Wie eine Rückkehr trotz Serientod funktionieren könnte
Dass selbst ein unwiderruflicher TV-Tod kein Comeback verhindert, hat Susan Sideropoulos bewiesen. Knapp zehn Jahre nach dem Aus ihrer Rolle Verena kehrte sie als Doppelgängerin Sarah Moreno zurück. Ein ähnliches Kunststück – etwa ein bislang unbekannter Zwillingsbruder – wäre auch für Richter denkbar. Bisher gibt es jedoch keine konkrete Anfrage von RTL.
Richters Äußerungen fallen in eine turbulente Phase der Serie. Während Popstar Oli.P nach 27 Jahren Pause ein streng geheimes Comeback plant, verlassen etliche Fanlieblinge den Kiez. Zoe und Carlos starben jüngst den Serientod, Felix von Jascheroff (John) steht vor seinem Abschied, und auch Maria Wedig (Nina) könnte die Serie verlassen. Neue Gesichter wären also willkommen.
Die „Notruf Hafenkante“-Hürde
Ein GZSZ-Comeback würde für Richter allerdings einen Spagat bedeuten. Seit Jahren spielt er eine Hauptrolle im ZDF-Format „Notruf Hafenkante“. Aktuell laufen die Dreharbeiten zur 21. Staffel – sie dauern bis November 2026. Ob sein Vertrag Raum für eine Doppelbelastung lässt oder er dafür die Krimiserie verlassen müsste, ist offen. Das ZDF hat sich dazu nicht geäußert.

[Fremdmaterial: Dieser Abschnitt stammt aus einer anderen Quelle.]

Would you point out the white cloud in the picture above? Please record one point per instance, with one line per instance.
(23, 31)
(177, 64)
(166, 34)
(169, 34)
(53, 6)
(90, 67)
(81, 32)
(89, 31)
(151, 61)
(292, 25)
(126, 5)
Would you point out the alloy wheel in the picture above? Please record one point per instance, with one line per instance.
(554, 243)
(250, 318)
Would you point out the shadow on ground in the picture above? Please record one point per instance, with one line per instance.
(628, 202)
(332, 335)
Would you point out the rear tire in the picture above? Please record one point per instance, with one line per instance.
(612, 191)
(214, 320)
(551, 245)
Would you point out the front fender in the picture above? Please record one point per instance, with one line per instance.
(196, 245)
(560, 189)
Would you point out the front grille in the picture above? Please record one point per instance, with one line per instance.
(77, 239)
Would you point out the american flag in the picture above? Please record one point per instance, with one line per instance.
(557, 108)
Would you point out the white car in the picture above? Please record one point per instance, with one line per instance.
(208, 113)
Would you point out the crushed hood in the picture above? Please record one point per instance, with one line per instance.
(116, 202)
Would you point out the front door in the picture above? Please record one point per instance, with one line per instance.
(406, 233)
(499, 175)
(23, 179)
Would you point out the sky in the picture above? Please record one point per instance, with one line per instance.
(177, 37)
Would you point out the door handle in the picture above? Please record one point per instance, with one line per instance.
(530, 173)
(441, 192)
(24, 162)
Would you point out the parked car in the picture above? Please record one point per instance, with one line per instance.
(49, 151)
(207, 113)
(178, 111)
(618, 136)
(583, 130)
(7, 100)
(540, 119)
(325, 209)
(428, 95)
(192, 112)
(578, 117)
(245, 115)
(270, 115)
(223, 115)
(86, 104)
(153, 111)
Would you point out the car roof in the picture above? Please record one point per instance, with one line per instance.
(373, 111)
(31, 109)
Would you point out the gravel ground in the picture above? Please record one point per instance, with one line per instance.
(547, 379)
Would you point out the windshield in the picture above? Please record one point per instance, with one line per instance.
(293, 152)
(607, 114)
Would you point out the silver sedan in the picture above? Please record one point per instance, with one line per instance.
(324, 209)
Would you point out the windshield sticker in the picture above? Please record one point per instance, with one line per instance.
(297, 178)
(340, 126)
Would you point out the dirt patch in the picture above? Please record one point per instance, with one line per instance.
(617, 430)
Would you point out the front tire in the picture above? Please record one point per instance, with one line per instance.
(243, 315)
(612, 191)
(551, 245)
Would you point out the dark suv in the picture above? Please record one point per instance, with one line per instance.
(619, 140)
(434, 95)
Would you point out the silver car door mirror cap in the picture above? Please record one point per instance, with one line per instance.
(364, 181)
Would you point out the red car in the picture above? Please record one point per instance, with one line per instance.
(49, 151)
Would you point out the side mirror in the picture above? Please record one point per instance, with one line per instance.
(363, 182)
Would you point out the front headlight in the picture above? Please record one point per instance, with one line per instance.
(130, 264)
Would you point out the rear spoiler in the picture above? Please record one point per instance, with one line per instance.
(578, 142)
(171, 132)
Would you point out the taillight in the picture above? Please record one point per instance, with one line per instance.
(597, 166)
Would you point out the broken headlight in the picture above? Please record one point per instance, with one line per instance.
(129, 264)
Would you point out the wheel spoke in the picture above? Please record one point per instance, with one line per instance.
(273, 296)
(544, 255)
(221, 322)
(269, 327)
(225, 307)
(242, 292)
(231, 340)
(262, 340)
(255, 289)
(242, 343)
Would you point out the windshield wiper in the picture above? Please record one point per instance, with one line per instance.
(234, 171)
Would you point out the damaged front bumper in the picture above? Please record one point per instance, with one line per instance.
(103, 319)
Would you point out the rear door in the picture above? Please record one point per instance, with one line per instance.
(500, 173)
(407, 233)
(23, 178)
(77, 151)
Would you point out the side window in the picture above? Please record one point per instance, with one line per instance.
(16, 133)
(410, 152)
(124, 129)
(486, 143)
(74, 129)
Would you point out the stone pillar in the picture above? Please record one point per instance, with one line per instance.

Anders als sein Kollege Stephen Dürr, der sich im Dschungelcamp bitter über Druck und Erpressung bei RTL beschwert hatte, blickt Richter positiv auf seine Daily-Zeit zurück. „Meine Zeit bei ,Gute Zeiten, schlechte Zeiten‘ war durchgängig gut geprägt. Ich habe da gar keine Erfahrungen mit Druck oder Erpressung oder irgendwas, nein. Bei mir war die Zeit bei ,Gute Zeiten, schlechte Zeiten‘ eine wunderschöne Zeit, auf die ich gerne zurückblicke“, sagte er.
Meine Zeit bei ,Gute Zeiten, schlechte Zeiten‘ war durchgängig gut geprägt. Ich habe da gar keine Erfahrungen mit Druck oder Erpressung oder irgendwas, nein. Bei mir war die Zeit bei ,Gute Zeiten, schlechte Zeiten‘ eine wunderschöne Zeit, auf die ich gerne zurückblicke.Raúl Richter
Ob und wann RTL auf Richters Offenheit reagiert, ist ungewiss. Die Serienverantwortlichen haben sich bisher nicht zu einem möglichen Comeback des Dominik-Darstellers geäußert. An wirklichem Interesse mangelt es dem 39-Jährigen jedenfalls nicht – und der Kiez hat bewiesen, dass Tote manchmal die besten Geschichten schreiben.